Re: @DougS - Rewriting history
Yes, the democrats had a majority in both houses in 2009-2010, which let them push through legislation without republican votes. They still followed normal procedures for Obamacare, starting it in committee, getting debated on the floor, allowing votes on republican amendments (some of which were accepted) so it wasn't as bad as what we've seen the past month in McConnell's Senate.
Where things really went off the rails was when republicans used their majority to refuse any Obama appointees to come to a vote, and not recessing congress so there was no possibility of recess appointments. If this was done for controversial appointees and sensitive positions that would be one thing, but they started doing it for everything, even meaningless ambassadorships. The democrats stupidly suspended the rules to push those through with a majority vote, which paved the way for suspension of the rules to push Gorsuch through. Now Trump is pushing McConnell to suspend the rules in all cases, so the Senate is simple majority rule. What I don't understand is why he got on that rant after losing the health care vote in the Senate 51-49. Does he not understand that such a change would not help get health care past the Senate?
If McConnell is dumb enough to do that, it will come back to bite republicans down the road when the democrats regain a majority in the Senate, which is only a matter of time. Probably not in 2018 since too many seats are up (they have a better chance of taking back the House) but depending on what happens with Trump there could be a D landslide in 2020. Conservatives will rue the day they permanently suspended the rules requiring 60 votes if that happens, as democrats could simply undo whatever republicans accomplish from 2017-2020. And probably will.
I hope you see how unhealthy it is making politics into some sort of ping pong game where the main goal is to undo the other guys' accomplishments the first chance you get. Regardless of who you want to blame for starting it, or escalating it, it is clear this has become the modus operandi of both parties. In the past the 60 vote majority required for most things in the Senate prevented this, and forced at least minimal bipartisan cooperation. Now cooperation is a dirty word for republican primary voters, and they will remove anyone guilty of working across the aisle, to replace them with a purist who will vote in lockstep for all republican bills and against all democrat bills. The democrats don't appear to have reached that point yet, but the Sanders/Clinton split is the beginning of the same story on their side.
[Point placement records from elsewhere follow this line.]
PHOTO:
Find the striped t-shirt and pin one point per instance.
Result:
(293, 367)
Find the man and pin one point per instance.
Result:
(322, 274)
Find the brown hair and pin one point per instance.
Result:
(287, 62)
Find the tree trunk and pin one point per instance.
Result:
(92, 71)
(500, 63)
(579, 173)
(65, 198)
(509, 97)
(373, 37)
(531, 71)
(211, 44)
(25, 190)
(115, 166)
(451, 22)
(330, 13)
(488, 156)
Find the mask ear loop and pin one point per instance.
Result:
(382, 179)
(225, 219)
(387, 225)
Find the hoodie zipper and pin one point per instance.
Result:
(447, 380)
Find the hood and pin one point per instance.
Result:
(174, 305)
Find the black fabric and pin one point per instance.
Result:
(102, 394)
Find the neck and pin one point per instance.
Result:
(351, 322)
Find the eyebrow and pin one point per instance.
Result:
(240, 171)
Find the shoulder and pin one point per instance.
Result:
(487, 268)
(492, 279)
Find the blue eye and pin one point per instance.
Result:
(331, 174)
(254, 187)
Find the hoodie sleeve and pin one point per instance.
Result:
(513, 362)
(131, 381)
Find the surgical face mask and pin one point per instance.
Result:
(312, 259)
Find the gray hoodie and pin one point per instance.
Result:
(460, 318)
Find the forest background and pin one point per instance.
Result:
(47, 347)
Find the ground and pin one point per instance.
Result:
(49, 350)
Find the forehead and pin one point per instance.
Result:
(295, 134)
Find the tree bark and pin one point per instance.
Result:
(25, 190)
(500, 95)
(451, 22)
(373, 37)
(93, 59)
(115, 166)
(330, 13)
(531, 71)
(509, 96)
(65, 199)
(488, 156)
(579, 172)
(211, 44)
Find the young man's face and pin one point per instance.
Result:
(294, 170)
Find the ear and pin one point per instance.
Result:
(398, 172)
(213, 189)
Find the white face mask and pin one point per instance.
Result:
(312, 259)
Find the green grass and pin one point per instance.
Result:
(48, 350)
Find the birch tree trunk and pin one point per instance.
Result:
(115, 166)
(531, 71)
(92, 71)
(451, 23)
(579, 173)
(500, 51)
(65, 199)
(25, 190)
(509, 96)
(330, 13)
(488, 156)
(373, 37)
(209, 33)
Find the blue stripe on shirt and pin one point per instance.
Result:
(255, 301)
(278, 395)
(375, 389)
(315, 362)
If someone with Reagan's record of passing bipartisan legislation was running in a republican congressional primary, he'd out on his ear in favor of someone seen as more "loyal" to conservative principles.
Personally I think rather than changing the rules in the Senate to require 51 votes instead of 60, we'd be better off changing the rules in both the Senate and the House to require 2/3 majority to pass anything. No party will ever manage such overwhelming majorities, so there would be no possibility of passing republican or democratic "dream" platform ideas, only to see them undone a few years later. What good would it do republicans to pass the massive tax cuts they want to see if democrats can simply undo them a few years later? What good would it do democrats to pass single payer health care if republicans can simply undo it a few years later? Wild swings in something as basic as taxes or health care would be a disaster for the economy.
Reagan was a darling of conservatives but he worked with the democrats on many issues, including tax reform. Clinton might have fiddled with it around the edges when he had power, but he didn't undo Reagan's tax cuts. Would you like to see the Ryan plan (or whatever tax plan you subscribe to) passed in full to take effect on Jan. 1, 2019, only to see the democrats take power in the 2020 elections and pass a repeal of those changes effective Jan. 1, 2022? Or would you rather have some simplifications and rate cuts / deduction elimination that isn't nearly all you could hope for, but won't be undone the first change democrats get?